We had the opportunity to drive down to Salem, Oregon, to observe the eclipse with the Jewish community there, camping in a synagogue backyard. There were people visiting from as far away as Mexico, New York, and California. The rabbi’s wife took the best photo of the morning that I saw, with an iPhone, using two pairs of eclipse glasses as her filter.
The prayers from the morning included Psalm 148, which instructs the cosmos, “Praise Him, sun and moon; praise, all shining stars.” That seemed to be about what happened as the sun and moon together put on a fine show, and the stars emerged at 10:17 am, or at least some did.

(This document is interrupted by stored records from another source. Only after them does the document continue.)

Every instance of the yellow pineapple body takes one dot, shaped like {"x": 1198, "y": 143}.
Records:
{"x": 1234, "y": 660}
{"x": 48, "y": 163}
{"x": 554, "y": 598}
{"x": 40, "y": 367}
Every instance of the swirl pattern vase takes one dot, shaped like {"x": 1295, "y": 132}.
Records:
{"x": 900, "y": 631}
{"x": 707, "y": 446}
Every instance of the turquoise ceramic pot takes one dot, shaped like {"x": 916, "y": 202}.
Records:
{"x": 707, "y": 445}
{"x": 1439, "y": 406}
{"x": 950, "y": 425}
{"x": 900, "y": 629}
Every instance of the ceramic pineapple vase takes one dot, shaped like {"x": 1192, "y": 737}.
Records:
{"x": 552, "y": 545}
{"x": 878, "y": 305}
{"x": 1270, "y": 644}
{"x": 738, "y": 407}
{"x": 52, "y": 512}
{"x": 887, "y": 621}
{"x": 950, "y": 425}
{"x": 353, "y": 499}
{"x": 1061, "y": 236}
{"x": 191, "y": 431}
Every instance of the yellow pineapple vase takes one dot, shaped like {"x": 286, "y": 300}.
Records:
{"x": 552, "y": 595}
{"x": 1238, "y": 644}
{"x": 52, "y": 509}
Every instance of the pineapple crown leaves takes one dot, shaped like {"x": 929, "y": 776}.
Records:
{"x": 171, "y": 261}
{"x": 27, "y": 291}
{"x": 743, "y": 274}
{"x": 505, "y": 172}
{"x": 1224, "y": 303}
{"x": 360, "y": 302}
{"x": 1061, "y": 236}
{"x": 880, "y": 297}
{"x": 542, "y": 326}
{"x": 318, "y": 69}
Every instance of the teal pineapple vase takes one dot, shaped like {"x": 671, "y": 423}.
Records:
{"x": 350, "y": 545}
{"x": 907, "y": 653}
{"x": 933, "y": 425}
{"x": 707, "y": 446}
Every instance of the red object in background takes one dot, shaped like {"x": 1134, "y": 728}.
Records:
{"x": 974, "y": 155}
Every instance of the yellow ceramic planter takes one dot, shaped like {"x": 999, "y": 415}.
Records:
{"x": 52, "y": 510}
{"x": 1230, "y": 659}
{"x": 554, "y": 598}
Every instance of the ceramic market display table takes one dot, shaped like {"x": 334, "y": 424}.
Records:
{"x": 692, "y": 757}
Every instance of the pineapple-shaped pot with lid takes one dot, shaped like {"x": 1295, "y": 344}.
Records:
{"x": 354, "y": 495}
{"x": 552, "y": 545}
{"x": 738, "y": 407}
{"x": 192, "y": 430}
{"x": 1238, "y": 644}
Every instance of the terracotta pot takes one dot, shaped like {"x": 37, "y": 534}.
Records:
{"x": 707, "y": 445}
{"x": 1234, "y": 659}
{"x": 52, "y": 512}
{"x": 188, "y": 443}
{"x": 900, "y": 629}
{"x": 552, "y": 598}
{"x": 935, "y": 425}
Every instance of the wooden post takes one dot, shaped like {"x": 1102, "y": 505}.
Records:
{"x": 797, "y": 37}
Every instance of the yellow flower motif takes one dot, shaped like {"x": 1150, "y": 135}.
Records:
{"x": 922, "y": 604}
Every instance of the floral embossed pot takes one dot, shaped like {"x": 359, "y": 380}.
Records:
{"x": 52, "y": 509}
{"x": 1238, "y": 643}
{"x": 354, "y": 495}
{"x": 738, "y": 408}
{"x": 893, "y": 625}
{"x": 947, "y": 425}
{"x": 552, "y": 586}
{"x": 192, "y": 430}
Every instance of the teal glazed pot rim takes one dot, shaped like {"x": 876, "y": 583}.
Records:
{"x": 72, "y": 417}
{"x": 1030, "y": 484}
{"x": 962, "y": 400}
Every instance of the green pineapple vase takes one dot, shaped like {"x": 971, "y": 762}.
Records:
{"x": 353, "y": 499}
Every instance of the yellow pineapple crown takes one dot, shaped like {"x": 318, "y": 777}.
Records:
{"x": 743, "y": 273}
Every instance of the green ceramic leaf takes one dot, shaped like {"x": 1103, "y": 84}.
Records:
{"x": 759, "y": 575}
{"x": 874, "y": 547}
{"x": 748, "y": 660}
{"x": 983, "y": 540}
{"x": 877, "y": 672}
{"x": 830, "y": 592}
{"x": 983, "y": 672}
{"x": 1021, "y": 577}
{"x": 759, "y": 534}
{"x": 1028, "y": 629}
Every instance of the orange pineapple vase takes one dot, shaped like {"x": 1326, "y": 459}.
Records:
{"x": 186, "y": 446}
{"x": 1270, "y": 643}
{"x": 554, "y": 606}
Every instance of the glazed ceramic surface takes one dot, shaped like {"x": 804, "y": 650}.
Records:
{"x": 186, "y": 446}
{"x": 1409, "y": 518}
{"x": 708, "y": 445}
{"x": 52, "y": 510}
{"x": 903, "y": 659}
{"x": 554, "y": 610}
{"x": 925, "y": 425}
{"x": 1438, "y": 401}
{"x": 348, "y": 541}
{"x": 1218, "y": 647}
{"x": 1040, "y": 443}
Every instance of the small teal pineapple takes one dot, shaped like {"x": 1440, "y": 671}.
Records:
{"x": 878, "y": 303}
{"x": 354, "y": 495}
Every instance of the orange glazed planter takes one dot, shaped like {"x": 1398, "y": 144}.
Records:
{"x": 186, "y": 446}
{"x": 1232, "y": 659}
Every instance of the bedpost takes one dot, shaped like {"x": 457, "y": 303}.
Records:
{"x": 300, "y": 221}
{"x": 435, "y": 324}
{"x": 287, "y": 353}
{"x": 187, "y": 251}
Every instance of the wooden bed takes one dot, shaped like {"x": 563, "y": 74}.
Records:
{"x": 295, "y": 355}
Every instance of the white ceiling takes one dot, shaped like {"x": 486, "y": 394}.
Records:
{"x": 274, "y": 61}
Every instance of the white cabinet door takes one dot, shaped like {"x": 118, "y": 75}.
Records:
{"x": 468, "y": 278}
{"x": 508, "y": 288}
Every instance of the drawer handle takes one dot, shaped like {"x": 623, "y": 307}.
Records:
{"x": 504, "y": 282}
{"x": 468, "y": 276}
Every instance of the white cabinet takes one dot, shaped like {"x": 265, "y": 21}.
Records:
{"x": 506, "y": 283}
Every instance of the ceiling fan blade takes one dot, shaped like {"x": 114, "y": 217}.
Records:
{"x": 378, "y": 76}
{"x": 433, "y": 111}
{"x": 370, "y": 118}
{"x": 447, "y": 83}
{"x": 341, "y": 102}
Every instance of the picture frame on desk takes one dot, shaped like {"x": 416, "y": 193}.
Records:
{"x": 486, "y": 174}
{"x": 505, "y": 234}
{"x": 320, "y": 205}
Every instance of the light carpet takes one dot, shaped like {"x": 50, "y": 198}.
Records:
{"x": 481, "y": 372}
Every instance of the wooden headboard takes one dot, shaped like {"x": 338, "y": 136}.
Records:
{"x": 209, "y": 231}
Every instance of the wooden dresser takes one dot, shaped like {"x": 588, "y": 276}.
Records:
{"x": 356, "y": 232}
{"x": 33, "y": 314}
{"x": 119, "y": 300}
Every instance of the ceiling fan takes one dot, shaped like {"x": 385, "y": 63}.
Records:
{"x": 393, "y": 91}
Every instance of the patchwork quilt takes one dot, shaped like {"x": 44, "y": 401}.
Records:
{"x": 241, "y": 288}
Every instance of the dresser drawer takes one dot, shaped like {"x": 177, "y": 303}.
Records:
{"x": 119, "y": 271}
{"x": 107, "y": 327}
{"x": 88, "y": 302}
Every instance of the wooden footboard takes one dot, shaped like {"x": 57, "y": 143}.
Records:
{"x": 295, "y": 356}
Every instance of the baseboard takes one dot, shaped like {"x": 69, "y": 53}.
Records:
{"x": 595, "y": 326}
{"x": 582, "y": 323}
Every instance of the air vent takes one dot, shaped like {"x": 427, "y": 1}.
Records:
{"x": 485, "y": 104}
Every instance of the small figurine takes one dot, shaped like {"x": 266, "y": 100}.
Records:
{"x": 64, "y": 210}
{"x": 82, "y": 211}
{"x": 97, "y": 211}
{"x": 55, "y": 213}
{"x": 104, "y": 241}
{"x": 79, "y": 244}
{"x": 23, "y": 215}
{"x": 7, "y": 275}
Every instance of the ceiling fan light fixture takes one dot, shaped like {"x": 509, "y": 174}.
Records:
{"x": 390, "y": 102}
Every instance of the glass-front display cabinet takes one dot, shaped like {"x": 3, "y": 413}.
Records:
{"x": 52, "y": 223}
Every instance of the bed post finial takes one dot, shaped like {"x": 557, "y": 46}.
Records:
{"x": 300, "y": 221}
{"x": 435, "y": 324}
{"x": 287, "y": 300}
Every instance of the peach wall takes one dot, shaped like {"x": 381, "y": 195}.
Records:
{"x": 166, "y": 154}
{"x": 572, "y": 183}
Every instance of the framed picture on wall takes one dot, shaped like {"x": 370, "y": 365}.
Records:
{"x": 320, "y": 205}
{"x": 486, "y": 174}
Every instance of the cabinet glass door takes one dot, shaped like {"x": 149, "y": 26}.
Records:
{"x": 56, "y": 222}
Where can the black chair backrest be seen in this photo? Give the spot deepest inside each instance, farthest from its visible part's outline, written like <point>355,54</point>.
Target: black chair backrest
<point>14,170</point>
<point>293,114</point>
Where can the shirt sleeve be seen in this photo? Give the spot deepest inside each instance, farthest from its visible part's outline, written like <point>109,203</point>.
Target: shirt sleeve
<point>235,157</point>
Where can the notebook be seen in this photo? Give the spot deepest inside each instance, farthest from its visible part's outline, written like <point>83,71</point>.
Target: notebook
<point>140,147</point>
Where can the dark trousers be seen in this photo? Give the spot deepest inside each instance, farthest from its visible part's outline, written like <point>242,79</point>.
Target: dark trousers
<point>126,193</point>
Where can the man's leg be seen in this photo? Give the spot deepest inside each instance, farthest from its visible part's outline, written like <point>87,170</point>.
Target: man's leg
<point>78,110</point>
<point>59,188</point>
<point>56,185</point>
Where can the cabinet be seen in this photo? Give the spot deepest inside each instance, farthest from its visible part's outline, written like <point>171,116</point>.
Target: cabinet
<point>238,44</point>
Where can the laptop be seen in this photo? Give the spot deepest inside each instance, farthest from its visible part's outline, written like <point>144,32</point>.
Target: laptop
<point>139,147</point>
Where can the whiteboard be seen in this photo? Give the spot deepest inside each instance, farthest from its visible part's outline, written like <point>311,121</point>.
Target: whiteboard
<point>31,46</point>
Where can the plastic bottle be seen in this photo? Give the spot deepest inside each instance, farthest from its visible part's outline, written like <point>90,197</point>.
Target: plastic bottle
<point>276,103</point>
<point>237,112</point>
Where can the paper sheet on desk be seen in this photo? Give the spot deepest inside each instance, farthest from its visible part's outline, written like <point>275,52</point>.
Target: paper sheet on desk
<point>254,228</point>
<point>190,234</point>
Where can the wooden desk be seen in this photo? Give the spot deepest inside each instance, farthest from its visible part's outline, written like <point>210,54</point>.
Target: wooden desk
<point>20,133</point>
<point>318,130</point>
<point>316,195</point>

When it got dark, the birds came out and flew crazily. “But,” my wife observed, having read the famous Annie Dillard essay, “nobody screamed or lost their minds.” Afterward a kosher vintner from Berkeley, whose first and last names are the same as my brother, talked with us about synchronicity, and a visitor from Los Angeles explained the veiled mention of eclipses in Genesis 1 and the numerological significance of the state of Oregon, in particular Salem and Crater Lake
It was the drive back northward that put a somewhat less ecstatic spin on the day, hours and hours of sitting dead still in the car in 92 degree heat as Google Maps, to avoid the Interstate, led me and what seemed like millions of other eclipse tourists along scenic one-lane byways of Oregon farm country.
I found that my eyes felt strained, and worried about rumors of counterfeit eclipse-safe glasses. Meanwhile, in Portland, Oregon, after a stop, I happened to put a case with a pair of regular eyeglasses, brand new from Costco, and a book on the roof of my car and drove away, losing both.